Bootstrapping through startup is common among today’s Latinx entrepreneurs: Nearly half of currently operating Latinx-owned businesses were started in the past six years, most relying on personal savings or funding support from friends and family.
While Latinx-owned businesses have undergone tremendous growth – one in four new US businesses are Latinx-owned, contributing over $700 billion in annual revenue to the economy – these businesses are starting faster, but staying smaller: Latinx-owned companies are twice as likely as white-owned employer firms to be microenterprises, or firms with $100,000 or less in annual revenues.
Latinx-owned businesses face significant hurdles in securing the capital needed to grow, according to a report published by Interise, the Federal Reserve Bank of New York, and Stanford Latino Entrepreneurship Initiative:
- They bear greater personal financial risk, related to lower credit scores and limited credit histories;
- face significant financial challenges due to the racial and ethnic wealth gap;
- and report a lack of financial knowledge and know-how.
Regardless of ethnicity, small business owners report greater success at small banks when getting approved for a loan, line of credit or a cash advance. This appears even more the case for Latinx-owned businesses, with 60 percent of applicants reporting credit success at small banks, compared to 34 percent of applicants at large banks.

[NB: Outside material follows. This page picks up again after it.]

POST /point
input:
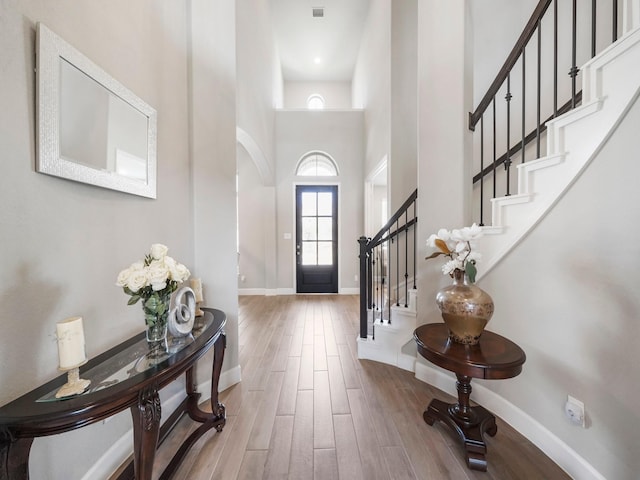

“These smaller institutions most often approved lines of credit, which provided working capital allowing the business owners to hire staff and cover operational costs related to the kick off of new contracts before they realized receivables,” the report reads.
Accordingly, small business owners are most satisfied by small banks (73%) compared with applicants at large banks (53%).
David described his experience financing the growth of his company: “I was always with a big bank. I went to them for a line of credit. They denied me. Then I learned how important it is to have a strong relationship with your banker. A local community bank provided the line of credit my business needed.” 10 Management wants to grow to $3 million by 2020. Only seven percent of Latinx-owned businesses in Chicago fall within this revenue range.
The success rate for Latinx-owned businesses to secure financing differs depending on their revenue size. The success rate for companies that have grown to scale – achieved annual revenue above $1 million – shows “a nearly identical pattern to the success rate of white-owned businesses, with nearly half received all of the financing sought.” In contrast, 40 percent of unscaled Latinx-owned businesses received none of the financing they were seeking, and another 38 percent received only some financing. Here, there is an opportunity to service the lending needs of growth-oriented, Latinx-owned small businesses.